Her Şey Zamanla İlgili
İşte burada başka bir kavram devreye giriyor: Zaman. Işık, zamanla ayrılmaz bir şekilde bağlantılıdır.
Uluslararası Uzay İstasyonu'nda saatte 27.000 kilometre hızla yörüngede dönen bir astronot olduğunuzu hayal edin. Dünya'daki birine kıyasla, kol saatiniz bir yıl boyunca 0.01 saniye daha yavaş işleyecektir. Bu, zamanın farklı koşullar altında farklı hızlarda hareket ettiği 'zaman genişlemesinin' bir örneğidir. Gerçekten hızlı hareket ediyorsanız veya büyük bir kütle çekim alanına yakınsanız, saatiniz sizden daha yavaş hareket eden veya kütle çekim alanından daha uzakta olan birininkinden daha yavaş işler. Kısacası, zaman görecelidir.
Şimdi bir fotonun, yani temel bir ışık parçacığının üzerinde oturduğunuzu hayal edin. Bu durumda maksimum zaman genişlemesini deneyimlersiniz. Dünya'daki herkes sizin ışık hızında gittiğinizi ölçerken, sizin kendi referans çerçevenizden bakıldığında zaman tamamen durmuş olur.

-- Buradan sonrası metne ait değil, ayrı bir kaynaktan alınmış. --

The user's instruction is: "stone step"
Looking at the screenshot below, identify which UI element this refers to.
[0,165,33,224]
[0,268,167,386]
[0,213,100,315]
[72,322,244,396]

Bunun nedeni, zamanı ölçen 'saatlerin' iki farklı yerde ve çok farklı hızlarda hareket etmesidir: ışık hızında giden foton ve Güneş'in etrafında dönen nispeten yavaş Dünya.
Dahası, ışık hızında veya ona yakın hızlarda seyahat ettiğinizde, bulunduğunuz yer ile gideceğiniz yer arasındaki mesafe kısalır. Yani, uzayın kendisi hareket yönünde daha sıkışık hale gelir. Ne kadar hızlı giderseniz, yolculuğunuz o kadar kısa olmalıdır. Başka bir deyişle, foton için uzay 'büzülür'.

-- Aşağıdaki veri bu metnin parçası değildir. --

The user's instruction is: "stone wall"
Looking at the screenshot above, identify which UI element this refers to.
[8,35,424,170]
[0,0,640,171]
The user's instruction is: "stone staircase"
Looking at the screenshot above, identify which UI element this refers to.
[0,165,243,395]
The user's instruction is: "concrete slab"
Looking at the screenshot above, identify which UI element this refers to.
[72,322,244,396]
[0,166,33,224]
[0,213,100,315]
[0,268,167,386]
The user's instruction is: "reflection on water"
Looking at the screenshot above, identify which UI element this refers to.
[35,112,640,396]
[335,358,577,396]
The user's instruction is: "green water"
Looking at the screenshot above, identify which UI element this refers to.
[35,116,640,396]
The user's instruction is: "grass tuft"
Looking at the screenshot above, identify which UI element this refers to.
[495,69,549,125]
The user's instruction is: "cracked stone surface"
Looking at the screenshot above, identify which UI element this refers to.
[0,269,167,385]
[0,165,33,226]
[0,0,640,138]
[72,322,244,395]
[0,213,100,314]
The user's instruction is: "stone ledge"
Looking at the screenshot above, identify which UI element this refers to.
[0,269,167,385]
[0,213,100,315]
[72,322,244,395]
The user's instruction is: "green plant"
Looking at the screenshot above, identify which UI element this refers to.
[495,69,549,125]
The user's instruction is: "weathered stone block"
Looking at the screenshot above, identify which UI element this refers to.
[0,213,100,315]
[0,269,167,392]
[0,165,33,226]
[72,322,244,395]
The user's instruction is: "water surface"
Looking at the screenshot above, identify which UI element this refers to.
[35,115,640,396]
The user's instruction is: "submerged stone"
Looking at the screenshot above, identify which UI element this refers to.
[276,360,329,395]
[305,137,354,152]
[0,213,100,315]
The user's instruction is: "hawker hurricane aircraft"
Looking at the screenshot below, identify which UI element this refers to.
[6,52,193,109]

Bu da bizi o uzak galaksinin görüntüsüne geri getiriyor. Fotonun bakış açısından, galaksideki bir yıldız onu yaydı ve teleskopumuzun bir pikseli onu tam olarak aynı anda soğurdu. Uzay büzüldüğü için, fotona göre yolculuk sonsuz derecede hızlı ve sonsuz derecede kısaydı, saniyenin çok küçük bir bölümü sürdü.
Ancak Dünya'daki bizim bakış açımızdan, foton galaksiyi 25 milyon yıl önce terk etti ve teleskopumuza ulaşana kadar 25 milyon ışık yılı mesafeyi kat etti.
İşte ışığın evrende bu kadar uzun mesafeleri enerji kaybetmeden kat edebilmesinin ardındaki şaşırtıcı gerçek, Einstein'ın görelilik teorisinin bize öğrettiği zamanın ve uzayın göreceli doğasında yatıyor. Boşluğun engelsizliği ve fotonun kendi referans sistemindeki 'zamansız' ve 'mesafesiz' yolculuğu, bu kozmik mucizeyi mümkün kılıyor.